Here is where you might think the movie turns into John Wick But With a Pig Instead of a Dog. “Ah-ha!” you might say after the big, brutal pig snatching scene. “Now Nic Cage is going to go crazy and enact bloody revenge against those who wronged him!” But remember: Pig is not the movie you think it is. Bloody and bruised, Rob picks himself up and sets out to find his pig, dragging Amir along with him. Rob has no means of transportation, so Amir becomes his reluctant chauffeur.

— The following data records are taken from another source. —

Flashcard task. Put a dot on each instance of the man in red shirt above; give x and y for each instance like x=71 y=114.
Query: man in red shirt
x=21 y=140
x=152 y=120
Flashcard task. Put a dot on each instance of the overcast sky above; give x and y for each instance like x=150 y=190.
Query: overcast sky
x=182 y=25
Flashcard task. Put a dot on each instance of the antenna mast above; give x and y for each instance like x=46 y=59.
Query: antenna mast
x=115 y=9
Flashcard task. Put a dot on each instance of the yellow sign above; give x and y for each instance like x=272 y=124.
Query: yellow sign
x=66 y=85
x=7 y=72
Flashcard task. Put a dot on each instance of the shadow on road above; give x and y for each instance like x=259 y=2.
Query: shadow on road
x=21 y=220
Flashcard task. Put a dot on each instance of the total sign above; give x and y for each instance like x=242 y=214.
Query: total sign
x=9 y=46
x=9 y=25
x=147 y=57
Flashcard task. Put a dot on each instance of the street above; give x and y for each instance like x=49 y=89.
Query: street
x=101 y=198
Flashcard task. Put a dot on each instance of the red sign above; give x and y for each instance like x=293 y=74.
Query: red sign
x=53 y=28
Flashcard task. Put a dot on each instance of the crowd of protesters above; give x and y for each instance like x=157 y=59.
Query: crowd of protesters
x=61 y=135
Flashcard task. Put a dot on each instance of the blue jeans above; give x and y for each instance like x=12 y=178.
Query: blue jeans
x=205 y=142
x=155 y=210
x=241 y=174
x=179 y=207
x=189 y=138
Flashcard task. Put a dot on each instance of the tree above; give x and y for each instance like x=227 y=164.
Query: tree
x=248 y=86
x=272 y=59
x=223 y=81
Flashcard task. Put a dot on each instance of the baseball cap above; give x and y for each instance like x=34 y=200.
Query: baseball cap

As Rob and Amir search for the pig, Rob’s backstory comes clearer into focus. We learn he was once a renowned chef, but that he’s been off the grid for 15 years. That time away hasn’t diminished his celebrity, though. If anything, it’s made it stronger. When Rob enters a restaurant and the people working there realize who he is, they’re awed, as if they’re having some sort of religious experience. As if Rob was the Pope and they were the faithful ready to bury their faces in his vestments.
Writer-director Sarnoski does a fair amount of subtle world-building here. Rob and Amir are not moving through the restaurant scene as you or I would. They’re instead traveling through backrooms and places where regular customers would not be welcome. A surreal quality unfolds here, as if we’re not entirely sure if what we’re witnessing is meant to be taken seriously, or if it’s supposed to be some heightened, fantasized underground world. It’s a world where things can get violent, and nasty. Where secret chef fight clubs take place in basements and dank rooms that have never experienced a single sliver of sunlight.
Rob moves through this world seeming both at ease and an outsider. He knows he’s a legend; he knows he is a chef unlike any other. But he also wants to be left alone. Were it not for his pig, he would not be bothering with this world again. Cage plays all of this with a subtle grace that is bound to shock folks who have come to (wrongly) believe that the actor plays everything big and loud. Yes, Cage can go coo-coo sometimes – there’s no arguing against that. Yet there is so much more to the actor’s talents that so many people willingly overlook. They want Cage to be a walking meme, and Cage seems willing to indulge this – up to a point. But he’s also capable of true nuance, and beauty. He’s one of our most fascinating working actors, and here he delivers one of the best performances of his entire career. A soulful, introspective, melancholy performance that is so strong, so present, that it carries real weight.
Wolff makes for a great companion on this journey. His twitchy, blustery character is constantly acting bigger than he really is, and just as we learn more about Rob as the story unfolds, we also learn more about Amir, and his background involving a demanding, powerful father, played by Adam Arkin, who shows up late in the film and makes quite an impression, making sure every single second of his small screentime counts.
Rob is a lost soul, and as we all are in our own little ways. He’s not just searching for his pig, he’s also searching for some sort of truth, some sort of beauty. His cooking is his art, and it’s something perhaps too pure to share with the world regularly. Perhaps that’s why he dropped off the face of the earth and hid his gifts away. Now, as he continues his search, he once again finds himself cooking for others. They bite into Rob’s food and unlock memories and dreams long since tucked away and lost. Pig is a lot like Rob’s food, awakening something within us. We come away changed, tears in our eyes. Pig is not the movie you think it is.